Sur-reply or surreply? (Or, for that matter, sur reply.) Which one is it?
At the bottom of page 326 in this opinion today, Judge Betty Fletcher uses "sur-reply" when describing the response of the United States to the reply brief of the defendant. Mind you, I've never filed one. But I've always thought that, if I did, I'd call it by a single word: surreply. No hyphen.
I've seen the word spelled both ways, though I always thought "surreply" was more common. But seeing Judge Fletcher use the hypenated version got me wondering whether I was right or she was right. Or whether we both were. So I tried to look it up.
Only I still don't have a definitive answer. The term isn't in Black's Law Dictionary, so no help there. (And isn't it a sign of the times that when I went to look the word up, I immediately did so by trying to grab Black's online, not realizing that my hard copy of this book was less than two feet away from me.) And people seem to file briefs and write opinions using both spellings.

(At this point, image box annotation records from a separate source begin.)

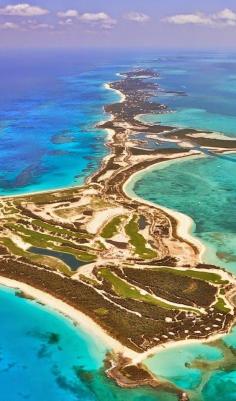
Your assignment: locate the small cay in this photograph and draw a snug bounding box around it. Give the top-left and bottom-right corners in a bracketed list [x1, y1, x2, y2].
[0, 69, 236, 401]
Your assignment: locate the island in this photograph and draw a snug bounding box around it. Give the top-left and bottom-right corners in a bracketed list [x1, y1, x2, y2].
[0, 69, 236, 401]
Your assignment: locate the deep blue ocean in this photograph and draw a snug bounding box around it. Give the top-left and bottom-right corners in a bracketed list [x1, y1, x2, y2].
[0, 50, 236, 401]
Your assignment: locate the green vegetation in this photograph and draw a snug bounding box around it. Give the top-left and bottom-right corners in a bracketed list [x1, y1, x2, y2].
[6, 223, 96, 262]
[214, 297, 230, 313]
[98, 268, 199, 313]
[101, 216, 123, 239]
[155, 267, 228, 284]
[125, 216, 157, 259]
[94, 308, 109, 316]
[32, 219, 91, 238]
[0, 237, 73, 276]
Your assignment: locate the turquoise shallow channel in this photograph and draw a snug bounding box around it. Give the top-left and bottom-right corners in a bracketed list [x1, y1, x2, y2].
[0, 50, 236, 401]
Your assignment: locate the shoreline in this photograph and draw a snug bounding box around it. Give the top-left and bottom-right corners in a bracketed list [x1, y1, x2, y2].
[123, 154, 207, 261]
[0, 68, 235, 394]
[0, 276, 139, 360]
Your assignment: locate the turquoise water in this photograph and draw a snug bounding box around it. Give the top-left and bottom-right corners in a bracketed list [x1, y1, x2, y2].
[0, 51, 236, 401]
[142, 108, 236, 136]
[0, 287, 176, 401]
[130, 154, 236, 274]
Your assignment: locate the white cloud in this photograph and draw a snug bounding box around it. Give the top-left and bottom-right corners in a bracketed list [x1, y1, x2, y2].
[28, 23, 54, 30]
[0, 22, 20, 30]
[79, 12, 116, 29]
[164, 13, 212, 25]
[125, 11, 150, 22]
[162, 8, 236, 27]
[59, 18, 74, 26]
[57, 10, 79, 18]
[57, 9, 117, 29]
[0, 3, 49, 17]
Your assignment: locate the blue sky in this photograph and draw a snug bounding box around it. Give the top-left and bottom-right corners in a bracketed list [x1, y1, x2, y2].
[0, 0, 236, 49]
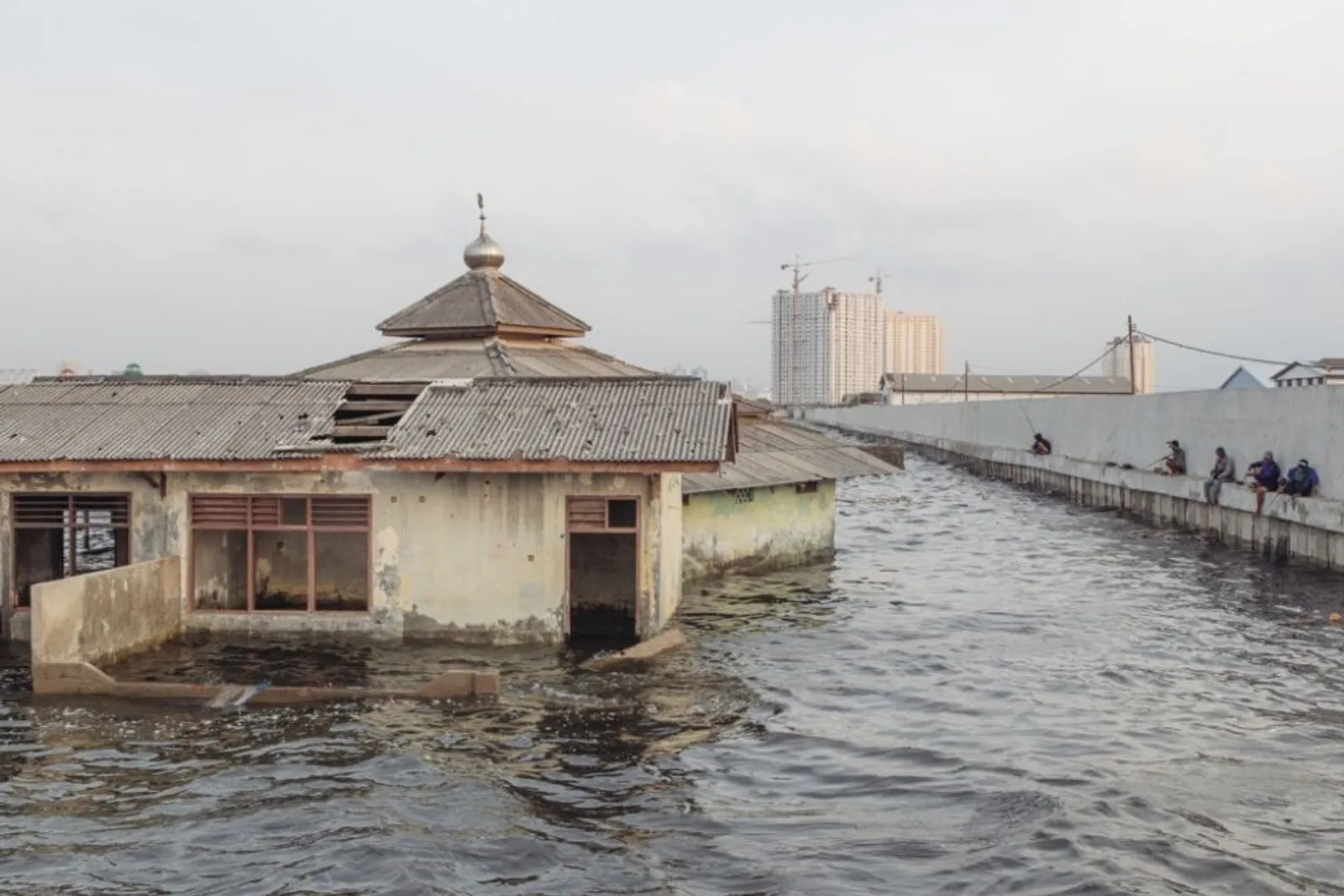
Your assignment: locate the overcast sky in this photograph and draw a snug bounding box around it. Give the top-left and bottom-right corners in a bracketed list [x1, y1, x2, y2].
[0, 0, 1344, 388]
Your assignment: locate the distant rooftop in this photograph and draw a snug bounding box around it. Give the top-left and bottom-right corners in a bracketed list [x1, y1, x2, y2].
[882, 374, 1131, 395]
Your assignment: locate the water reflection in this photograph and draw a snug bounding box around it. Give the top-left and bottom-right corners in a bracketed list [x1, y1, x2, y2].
[0, 459, 1344, 893]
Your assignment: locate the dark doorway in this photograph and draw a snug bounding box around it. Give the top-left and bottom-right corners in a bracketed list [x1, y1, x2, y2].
[569, 498, 640, 643]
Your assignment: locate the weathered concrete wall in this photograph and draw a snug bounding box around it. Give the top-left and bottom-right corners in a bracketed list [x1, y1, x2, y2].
[29, 558, 183, 666]
[816, 422, 1344, 569]
[681, 482, 836, 582]
[0, 473, 681, 643]
[655, 473, 684, 636]
[806, 385, 1344, 500]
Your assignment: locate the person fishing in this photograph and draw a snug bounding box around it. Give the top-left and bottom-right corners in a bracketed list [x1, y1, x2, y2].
[1205, 446, 1236, 504]
[1246, 451, 1279, 516]
[1284, 457, 1321, 498]
[1163, 439, 1185, 475]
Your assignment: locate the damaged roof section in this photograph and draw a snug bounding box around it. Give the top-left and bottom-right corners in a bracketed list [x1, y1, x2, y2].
[0, 376, 349, 462]
[376, 378, 734, 462]
[681, 421, 898, 495]
[0, 378, 737, 471]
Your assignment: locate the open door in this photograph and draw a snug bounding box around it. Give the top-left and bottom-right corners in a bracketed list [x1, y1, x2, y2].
[566, 497, 640, 643]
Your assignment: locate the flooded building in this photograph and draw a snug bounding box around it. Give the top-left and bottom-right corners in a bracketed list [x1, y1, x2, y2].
[0, 376, 735, 643]
[297, 207, 895, 579]
[0, 205, 894, 643]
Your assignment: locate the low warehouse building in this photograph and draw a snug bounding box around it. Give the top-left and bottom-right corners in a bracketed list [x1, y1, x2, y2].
[0, 378, 737, 643]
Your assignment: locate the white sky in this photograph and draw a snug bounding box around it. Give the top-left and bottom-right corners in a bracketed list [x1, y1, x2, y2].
[0, 0, 1344, 388]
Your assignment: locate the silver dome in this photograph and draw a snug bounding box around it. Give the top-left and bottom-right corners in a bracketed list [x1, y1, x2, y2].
[462, 224, 504, 270]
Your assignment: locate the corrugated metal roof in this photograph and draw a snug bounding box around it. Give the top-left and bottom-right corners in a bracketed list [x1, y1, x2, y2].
[681, 421, 896, 495]
[0, 378, 349, 461]
[298, 338, 656, 379]
[371, 378, 732, 462]
[378, 270, 591, 336]
[882, 374, 1131, 395]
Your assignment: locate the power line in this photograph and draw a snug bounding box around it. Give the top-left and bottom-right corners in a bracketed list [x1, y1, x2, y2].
[1134, 329, 1297, 367]
[957, 346, 1137, 395]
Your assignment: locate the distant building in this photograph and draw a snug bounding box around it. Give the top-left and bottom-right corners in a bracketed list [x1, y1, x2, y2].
[883, 311, 946, 374]
[880, 374, 1131, 405]
[1102, 336, 1158, 395]
[1270, 358, 1344, 388]
[770, 287, 885, 406]
[1218, 367, 1265, 390]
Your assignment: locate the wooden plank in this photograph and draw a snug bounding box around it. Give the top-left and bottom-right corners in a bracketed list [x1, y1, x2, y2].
[345, 380, 428, 399]
[336, 395, 414, 414]
[332, 425, 392, 439]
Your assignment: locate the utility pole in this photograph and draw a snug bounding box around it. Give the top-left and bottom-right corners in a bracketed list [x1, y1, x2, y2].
[1125, 314, 1138, 395]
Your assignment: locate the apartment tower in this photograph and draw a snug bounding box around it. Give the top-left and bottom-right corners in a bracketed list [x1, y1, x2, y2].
[770, 287, 885, 405]
[883, 312, 946, 374]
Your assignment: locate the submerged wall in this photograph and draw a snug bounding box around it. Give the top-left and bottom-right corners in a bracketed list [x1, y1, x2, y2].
[0, 473, 681, 643]
[31, 558, 183, 669]
[808, 387, 1344, 567]
[681, 481, 836, 582]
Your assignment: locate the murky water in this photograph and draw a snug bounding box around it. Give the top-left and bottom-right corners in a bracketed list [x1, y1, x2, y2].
[0, 461, 1344, 896]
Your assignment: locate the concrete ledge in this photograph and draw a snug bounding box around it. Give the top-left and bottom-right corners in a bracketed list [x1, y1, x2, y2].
[32, 663, 500, 705]
[29, 556, 181, 666]
[827, 427, 1344, 569]
[583, 629, 685, 670]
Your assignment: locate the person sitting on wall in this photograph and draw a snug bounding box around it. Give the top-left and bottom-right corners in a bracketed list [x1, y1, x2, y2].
[1163, 439, 1185, 475]
[1284, 457, 1321, 498]
[1205, 446, 1236, 504]
[1246, 451, 1279, 516]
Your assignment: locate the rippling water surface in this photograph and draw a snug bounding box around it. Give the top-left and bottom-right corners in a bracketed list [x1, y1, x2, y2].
[0, 461, 1344, 896]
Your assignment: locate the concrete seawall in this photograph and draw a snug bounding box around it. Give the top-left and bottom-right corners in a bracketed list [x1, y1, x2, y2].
[808, 387, 1344, 569]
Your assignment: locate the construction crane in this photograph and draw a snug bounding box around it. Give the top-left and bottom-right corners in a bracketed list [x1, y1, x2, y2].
[869, 265, 897, 296]
[780, 254, 858, 296]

There are various writs that are described by putting the "sur" in a separate word (e.g., sur cui in vita and sur disclaimer), but those merely seem derived from the Latin "sur" and so are only marginally helpful. More analogous to what we're talking about, I think, are "surrebutter" and "surrejoinder," which are, respectively, the plaintiff's answer of fact to the defendant's rebutter and rejoinder. Both of which are spelled as one word.
So, in the end, I think it's probably surreply rather than sur-reply; or, at a minimum, that the former is probably preferred to the latter. At least until someone smarter tells me otherwise.